Et c'est partit pour 1h de queue. le concert de Kana commence, je crois que c'est mort pour la première partie.
Enfin à l'intérieur du chapiteau !
je m'en sort quand même bien, je vais pouvoir voir Patrice.
Que fait Patrice en seconde partie ? Je me le demande... Ca doit etre une erreur. Patrice nous fait un set impeccable. Il enchaîne les tubes du premier album : "lion", "Wonder", "fear rules", "Murderer",
ainsi que du second : "sneakers", "yes or no". Il n'hésite pas à faire participer le public et son show et beaucoup plus physique que lors de sa première tournée en France. Il termine par "up in my room" version ska : Super !!!
Viens le peuple de l'herbe.
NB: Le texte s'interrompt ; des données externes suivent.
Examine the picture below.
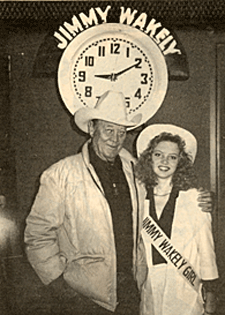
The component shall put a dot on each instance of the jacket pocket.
(92, 277)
Je connaissais leur 2 albums mais j'étais curieux de savoir ce qu'ils valaient sur scène. Est-ce qu'on allait avoir 2 dj qui restent cachés derrière leurs platines pendant tout le concert ? Que nenni! Le PH a assuré grave et a foutu le feu au dancefloor : "inspiration", "no escape", "parkside souvenirs",
"ph theme", "elektro mj", "herbman skank" sont les chansons qui s'enchaînent. Il y en a beaucoup que je ne connaissais pas. Ils ont invité un chanteur Londonien dont je ne me rappelle plus le nom mais qui a une tchatche terrible ! Ils finissent par un morceau techno : "Maison en dur" qui entraîne un déchaînement général. Bravo au PH !!! Vivement le prochain album !
Pour finir la soirée Massilia débarque sur scène, le son n'est pas super et le public ne s'enflamme pas tout de suite mais au fil des morceaux : "les papets minots", "toute petite dance", "y a pas d'arrangement", "comando fada", "pauvre de nous", "jovent", "interdit aux conos", "lâcher prise", la température du chapiteau augmente. Comme à leur habitude, ils payent le pastaga au public (du moins au premier rang) ce qui entraine une jolie émeute sur la chanson du piim. Enfin le final classique : "parlo patois", "le ouai" avec le sitting, la farandole géante et un rappel avec "bouteille sur bouteille". En fait quand on les a déja vu en concert, il n'y a plus aucune surprise mais bon, vu le prix de la place autant jouer le jeu et apprécier le concert. C'était quand même un bon momment.